Note: If you’re in sales, developing strong marketing skills is now a requirement. Lean into this.

read time: 4 minutes

We all know it but we haven’t said out loud yet.

Content creation is the new (and best) outbound strategy.

Here’s why:

From the buyer’s perspective; cold outreach is played out. Inboxes are waterlogged and they’re getting calls on their personal cell from complete strangers. Linkedin is where prospects go to get away from work noise, just to get bombarded by eager sales reps in their DMs.

From your perspective; cold outreach is becoming a poor business decision. The math is getting worse by the day. In 2007 it only took three calls to connect with a prospect. Today it takes almost 12. Over the last 4 years, organic email open rates have decreased dramatically.

Now, you’re not completely wasting your time on cold outbound, but you need to be incredibly efficient for the math to make sense.
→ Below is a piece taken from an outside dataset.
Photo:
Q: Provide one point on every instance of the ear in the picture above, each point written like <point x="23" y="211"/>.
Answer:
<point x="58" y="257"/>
For a quick refresher on how to make the most of your cold outreach, revisit issue #55 where I analyze in real-time which of my teams emails are working best right now.

Most people (including myself) would say B2B marketing is broken right now - in fact I said just a few days ago.

But calling it broken isn’t even fair.

We just don’t know what’s happening right now. Buyer behavior and intent is more unpredictable than it’s ever been.

Yes, there are keyword strategies you can deploy but we don’t have eyes everywhere. And where do we have visibility, it’s challenging to determine accurate levels of intent.

Here’s a real-life example:

Two weeks ago one of our SDRs received a demo request from an enterprise company with more than 20k employees - a dream come true for us.

The SDR who received the demo request is only a few weeks into the role, so I hopped on the discovery call to ensure she had support.

Within two minutes it was obvious the prospect had no real intent of buying. In fact, she had no clue what an LXP was, no budgeted internal project that would support an eventual purchase, and no executive support.

Nothing real at all, shopping in the same way you might casually shop on Amazon from time to time.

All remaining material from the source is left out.